Peter Kern, Managing Partner of InterMedia, said, “We are delighted to be partnering with Gabriel Brener to combine these premier Spanish-language assets under one roof. With the U.S. Hispanic population and its buying power continuing to grow at exceptional rates, Hemisphere is a unique platform positioned to succeed in the most dynamic market in media and represents the only way for the public to invest in a pure-play Hispanic TV/cable network business.”

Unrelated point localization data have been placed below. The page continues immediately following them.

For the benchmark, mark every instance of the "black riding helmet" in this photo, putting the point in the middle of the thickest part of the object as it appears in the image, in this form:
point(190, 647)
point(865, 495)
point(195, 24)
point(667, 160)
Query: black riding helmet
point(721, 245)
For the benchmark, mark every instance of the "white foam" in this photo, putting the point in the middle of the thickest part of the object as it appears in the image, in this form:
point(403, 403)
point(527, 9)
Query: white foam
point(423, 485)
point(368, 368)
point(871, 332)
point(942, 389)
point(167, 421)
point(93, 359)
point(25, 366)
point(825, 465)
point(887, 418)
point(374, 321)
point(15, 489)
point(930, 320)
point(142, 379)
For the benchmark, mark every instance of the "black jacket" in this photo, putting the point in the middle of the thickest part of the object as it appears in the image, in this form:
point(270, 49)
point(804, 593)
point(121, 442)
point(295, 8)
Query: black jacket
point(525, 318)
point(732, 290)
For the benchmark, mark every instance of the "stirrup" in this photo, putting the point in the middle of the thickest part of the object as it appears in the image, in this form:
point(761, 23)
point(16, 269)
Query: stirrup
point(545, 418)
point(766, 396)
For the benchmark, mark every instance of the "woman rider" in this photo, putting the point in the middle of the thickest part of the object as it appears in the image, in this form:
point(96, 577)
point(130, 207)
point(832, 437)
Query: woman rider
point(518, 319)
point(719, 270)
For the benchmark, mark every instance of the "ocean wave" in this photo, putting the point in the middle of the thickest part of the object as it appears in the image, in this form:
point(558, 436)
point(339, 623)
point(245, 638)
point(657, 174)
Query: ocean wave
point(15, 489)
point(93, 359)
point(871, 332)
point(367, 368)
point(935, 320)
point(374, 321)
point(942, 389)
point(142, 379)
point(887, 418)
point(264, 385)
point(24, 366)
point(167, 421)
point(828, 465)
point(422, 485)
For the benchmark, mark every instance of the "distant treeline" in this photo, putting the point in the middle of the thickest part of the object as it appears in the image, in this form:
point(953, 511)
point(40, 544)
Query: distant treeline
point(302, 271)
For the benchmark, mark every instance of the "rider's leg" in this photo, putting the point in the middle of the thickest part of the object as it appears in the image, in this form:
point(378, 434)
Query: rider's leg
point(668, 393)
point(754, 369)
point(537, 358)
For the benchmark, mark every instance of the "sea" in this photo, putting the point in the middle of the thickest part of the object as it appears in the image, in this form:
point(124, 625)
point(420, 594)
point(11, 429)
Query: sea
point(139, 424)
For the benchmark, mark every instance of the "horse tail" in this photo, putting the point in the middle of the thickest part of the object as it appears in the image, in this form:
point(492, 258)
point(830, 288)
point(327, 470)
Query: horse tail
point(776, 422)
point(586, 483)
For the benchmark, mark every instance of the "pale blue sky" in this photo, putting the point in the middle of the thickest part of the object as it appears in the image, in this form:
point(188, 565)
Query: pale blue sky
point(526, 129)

Following the completion of the business combination, Peter Kern, Managing Partner of InterMedia, will serve as Chairman of Hemisphere Media Group. Mr. Kern has over 20 years of experience investing in, advising and operating a variety of large and small media companies. Mr. Sokol, the former COO of Telemundo, who has over 18 years of experience in the television and motion picture industries as an operator, advisor and investor, will serve as Chief Executive Officer of Hemisphere Media Group. Craig Fischer, who worked closely with Mr. Sokol at InterMedia in overseeing these companies, will serve as Hemisphere Media Group’s Chief Financial Officer. Messr. Brener and Sokol will become Directors of the new company.

Current Azteca shareholders will own about 27 per cent of Hemisphere on the deal’s completion, which is expected by April 6, with one vote per share, while InterMedia and other investors in Cinelatino will own about 73 per cent with 10 votes per share.